In den sechziger Jahren wurde noch zahlreiche Bullen aus Holland importiert. Dort hatte man noch keine Holstein-Genetik eingesetzt. Auch gab es noch zahlreiche Bullen mit rein deutscher Abstammung. Diese führten häufig das Blut der Kuh "Hildegard" (Bild).

In den siebziger Jahren machte sich dann zunehmend der Druck der Holsteins bemerkbar. Zwar gab es noch eine große Zahl HF-freier Kühe mit hohen Leistungen, diese wurden aber, da sie in Hochzuchtbetrieben standen, mit Holstein-Bullen angepaart. Vor allem Betriebe mit hohem Grünlandanteil, die meist nebenbei noch Weideochsenmast betrieben, setzten weiterhin auf deutsch-holländische Blutlinien. Solche Betriebe waren meistens nicht in Zuchtverbänden organisiert, so dass aus diesen Herden auch keine neuen Bullen für den Besamungseinsatz erstellt werden konnten. Die Besamungsstationen behalfen sich damit, Bullen für diesen Markt aus Holland anzukaufen. Rein deutsch gezogene Bullen wurden immer mehr zur Rarität. Ende der siebziger Jahre bestand das Gros der Zuchtbullen aus Holsteins neben einer Minderheit HF-freier Holländer. Einer der letzten rein deutschen Besamungsbullen war „Lette“.

In dieser Zeit gab es seitens einer Besamungsstation (RPN) Bemühungen ein eigenes Zuchtprogramm für Schwarzbunte Niederungsrinder im Zweinutzungstyp aufzubauen. Versuchsweise wurden dazu auch einige Jungbullen aus Schweden angekauft. Die  schwedische Schwarzbuntzucht basierte auf Importtieren aus Holland und Ostfriesland. Die schwedischen Schwarzbunten hatten aus eigener Kraft ein beachtlich hohes Leistungsniveau erreicht. Dieses Zuchtprogramm wurde aber schon bald mangels Interesses aufgegeben.

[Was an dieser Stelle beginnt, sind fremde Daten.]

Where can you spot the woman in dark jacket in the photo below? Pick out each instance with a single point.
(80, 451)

"Hildegard" (ca. 1960)                                   Foto:Mohaupt

 

Bis Mitte der achtziger Jahre wurden von den Besamungsstationen die letzten holländischen Testbullen eingesetzt. Mittlerweile wurde auch in Holland in der Zucht auf amerikanische Holsteins gesetzt, so dass diese Quelle für schwarzbunte Niederungsrinder zunehmend versiegte. Ende der achtziger Jahre ließ sich die Zahl der HF-freien Zuchtbullen (alle mit holländische Abstammung) in der Besamung an zwei Händen abzählen. Dies waren „Sienas“, „Etna“ und „Jos“ ins Schleswig-Holstein, „Prinz“ in Verden sowie „Willy“ und „Gast“ in Oldenburg. Neue Jungbullen wurden nicht mehr angekauft.

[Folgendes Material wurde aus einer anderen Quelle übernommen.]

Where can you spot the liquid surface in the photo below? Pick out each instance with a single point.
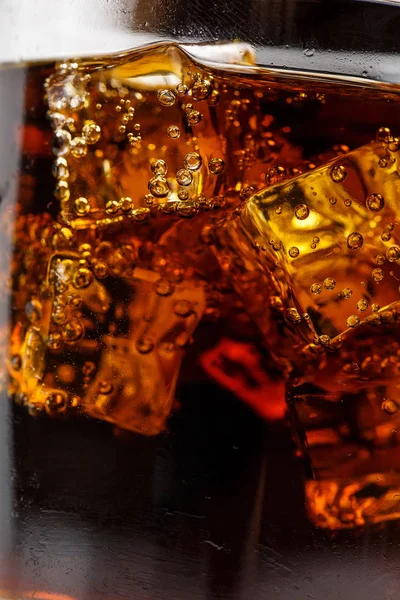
(176, 222)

Da auch die Zahl der weiblichen Tiere auf nur noch ca. 500 Tiere herabgesunken war, erfolgte 1989 die Gründung des „Verein zur Erhaltung des alten Schwarzbunten Niederungsrindes“. Ziel war und ist es, diese Rinderrasse vor dem völligen Verschwinden zu bewahren. Es stellte sich sogar heraus, dass es noch einen reindeutschen Besamungsbullen gab. „Balduin“ stammte aus der Europarekordkuh „Athene“. Sein Vater war „Baldwin“, von dem einige Spermaportionen in einem Stickstoffbehälter jahrelang „vergessen“ worden waren. „Balduin“ war dann über einige Umwege nach Ostfriesland gelangt.

Von zahlreichen weiteren Bullen mit holländischer, deutscher (darunter „Lette“) und schwedischer Abstammung gab es noch Tiefgefriersperma. Durch den Einsatz dieser Bullen auf die verbliebenen Kühe konnte die Zucht wiederbelebt werden.

Mittlerweile sind wieder Besamungsbullen aus verschiedenen Linien im Einsatz. Auch ein weiteres Absinken der Bestandszahlen  der weiblichen Tiere konnte verhindert werden.

Interessanterweise stellte sich nach der Wende 1989 heraus, dass es in der ehemaligen DDR eine staatliche Genreserve für Schwarzbunte Niederungsrinder (dort Deutsches Schwarzbuntrind genannt) gab. Dank einiger engagierter Betriebsleiter wurde diese Genreserve nach der Wende weitergeführt.